This is the political centre of the capital. Within a few metres of the massive columns of the Pantheon you can watch most of the country’s politicians go by, to the senate, the chamber of deputies, the government offices or just to the restaurants and bars that crowd the narrow streets. Whereas in other countries the parliament and government buildings shelter behind impenetrable security fencing, in Rome anyone can gaze at them from only a few metres away. Accommodation here is scarce and the family-run shops and street markets have been squeezed out by supermarkets, night-time drinking places, pizzerie and smart restaurants. The most elegant part of the area is around Piazza in Lucina, which is now a pedestrian precinct, just off the busy Via del Corso. There are probably more baroque churches here than in any other city in the world. Most of the area is now a pedestrian precinct, street parking is very limited and there are no garages.
THINGS TO SEE
Basilica Di S. Eustachio
If you look above the Basilica di S. Eustachio you will see the head of a deer, sculpted by Paolo Morelli in reference to the legend of St Eustace, a general under Emperor Trajan. The story goes that while he was hunting stag in Tivoli Eustace had a vision of a crucifix between a stag’s antlers, leading to his conversion to Christianity.
The churches of S. Agostino (in Piazza S. Agostino), and S. Luigi dei Francesi (in Piazza di S. Luigi de’ Francesi) hold works by the 17th-century artist Michelangelo Merisi, better known as Caravaggio. The Madonna del Loreto was painted in 1609 and can be viewed in S. Agostino, while the St Matthew’s series of three masterpieces is in S. Luigi dei Francesi.
Chiesa Di S. Ignazio Di Loyola
The church of St Ignatius of Loyola is best known for its trompe-l’œil fresco painted in the dome. Funds for the building ran out before the dome over the altar was completed so the painter Andrea Pozzo created the illusion of a tall, ribbed and coffered dome on the flat ceiling.

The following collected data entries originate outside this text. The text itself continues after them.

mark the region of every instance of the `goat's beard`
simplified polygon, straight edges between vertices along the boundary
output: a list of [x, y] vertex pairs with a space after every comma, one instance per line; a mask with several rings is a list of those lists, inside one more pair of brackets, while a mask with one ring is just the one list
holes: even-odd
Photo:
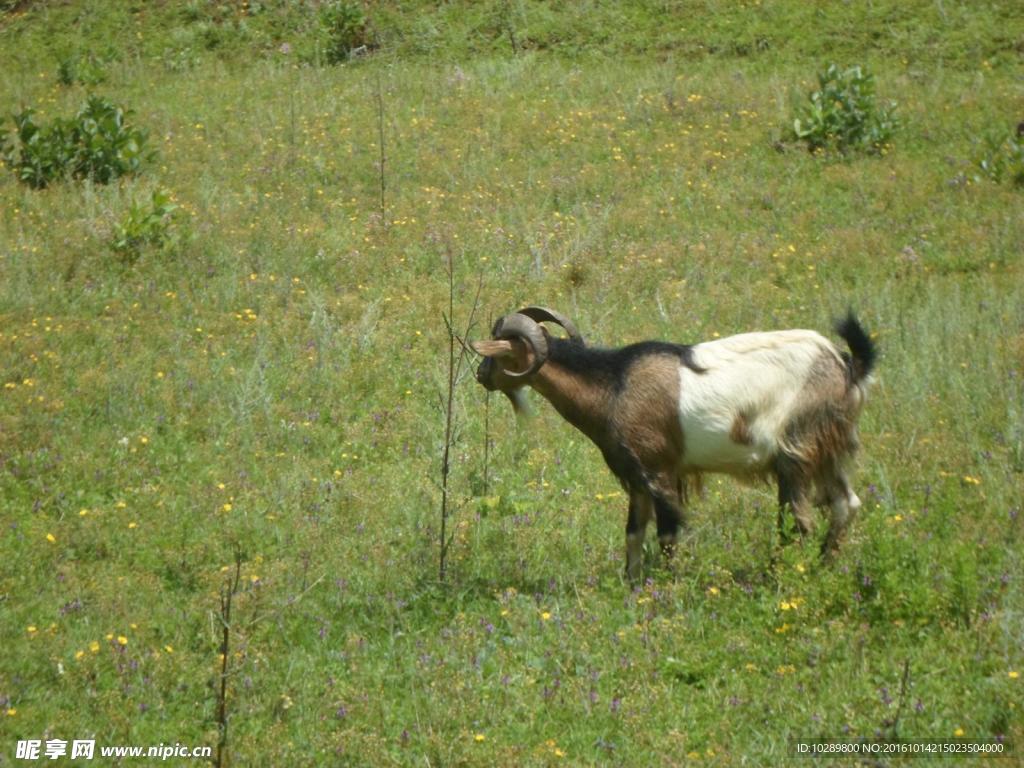
[[526, 392], [522, 389], [510, 389], [505, 392], [505, 397], [512, 403], [512, 410], [516, 416], [529, 416], [530, 406], [526, 400]]

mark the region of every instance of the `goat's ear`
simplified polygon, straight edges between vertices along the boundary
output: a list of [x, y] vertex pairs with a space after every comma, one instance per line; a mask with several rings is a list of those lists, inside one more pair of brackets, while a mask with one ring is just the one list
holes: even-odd
[[509, 357], [512, 355], [512, 342], [505, 339], [471, 341], [469, 346], [478, 355], [483, 355], [484, 357]]

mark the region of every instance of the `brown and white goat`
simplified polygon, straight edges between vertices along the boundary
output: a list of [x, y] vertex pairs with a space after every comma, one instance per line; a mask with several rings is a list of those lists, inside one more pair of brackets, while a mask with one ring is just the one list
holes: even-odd
[[[561, 325], [569, 338], [542, 322]], [[846, 467], [877, 353], [852, 312], [836, 332], [850, 354], [806, 330], [597, 349], [563, 315], [526, 307], [472, 347], [484, 357], [476, 373], [484, 387], [506, 394], [517, 412], [523, 387], [532, 387], [601, 449], [629, 493], [626, 571], [636, 579], [648, 522], [655, 519], [671, 555], [687, 487], [706, 472], [774, 475], [780, 529], [789, 508], [808, 533], [811, 506], [827, 505], [823, 551], [839, 546], [861, 505]]]

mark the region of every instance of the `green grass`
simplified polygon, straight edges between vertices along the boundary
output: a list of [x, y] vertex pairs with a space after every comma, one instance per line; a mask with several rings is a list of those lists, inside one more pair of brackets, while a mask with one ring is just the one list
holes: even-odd
[[[973, 168], [1021, 118], [1013, 3], [381, 3], [337, 67], [260, 7], [0, 17], [5, 133], [95, 92], [158, 152], [109, 186], [0, 168], [0, 765], [215, 745], [236, 556], [236, 765], [775, 765], [897, 719], [1024, 748], [1024, 216]], [[103, 81], [61, 85], [68, 55]], [[778, 144], [828, 60], [898, 102], [891, 152]], [[169, 237], [127, 263], [154, 190]], [[494, 398], [485, 489], [465, 377], [439, 584], [449, 252], [476, 334], [526, 303], [601, 344], [855, 307], [883, 357], [837, 561], [713, 479], [631, 590], [598, 451]]]

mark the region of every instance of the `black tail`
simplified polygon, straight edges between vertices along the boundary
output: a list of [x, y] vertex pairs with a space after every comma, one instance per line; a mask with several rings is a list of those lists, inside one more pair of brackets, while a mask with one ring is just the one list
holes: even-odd
[[878, 359], [878, 347], [857, 321], [852, 309], [847, 312], [845, 318], [836, 323], [836, 333], [850, 347], [850, 374], [853, 383], [857, 384], [874, 369], [875, 361]]

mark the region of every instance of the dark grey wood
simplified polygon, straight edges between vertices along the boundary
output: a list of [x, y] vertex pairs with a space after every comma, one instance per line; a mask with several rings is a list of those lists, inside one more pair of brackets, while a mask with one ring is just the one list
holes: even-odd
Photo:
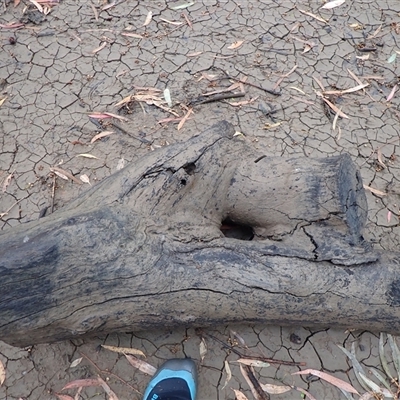
[[365, 243], [350, 157], [265, 157], [233, 134], [221, 122], [2, 233], [0, 339], [227, 322], [397, 333], [400, 257]]

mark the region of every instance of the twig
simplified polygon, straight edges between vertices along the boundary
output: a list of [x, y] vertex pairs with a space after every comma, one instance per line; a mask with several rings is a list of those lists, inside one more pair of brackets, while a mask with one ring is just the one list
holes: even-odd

The Pantheon was founded in 27 BC by Marcus Agrippa and dedicated to all the gods of ancient Rome but it burnt down in 80 AD. It was then rebuilt by the emperor Hadrian between 120 and 124 AD. The building was converted to a Christian church by Pope Boniface IV in 609 and called the church of St Mary and Martyrs. The Pantheon has the world’s largest non-reinforced concrete dome, whose height from floor to the oculus, and diameter of the interior circle, is 43.3m. The Pantheon is also the burial place of 16th-century artist Raphael and two Italian kings, Vittorio Emanuele II and Umberto I, as well as Umberto’s Queen, Margherita.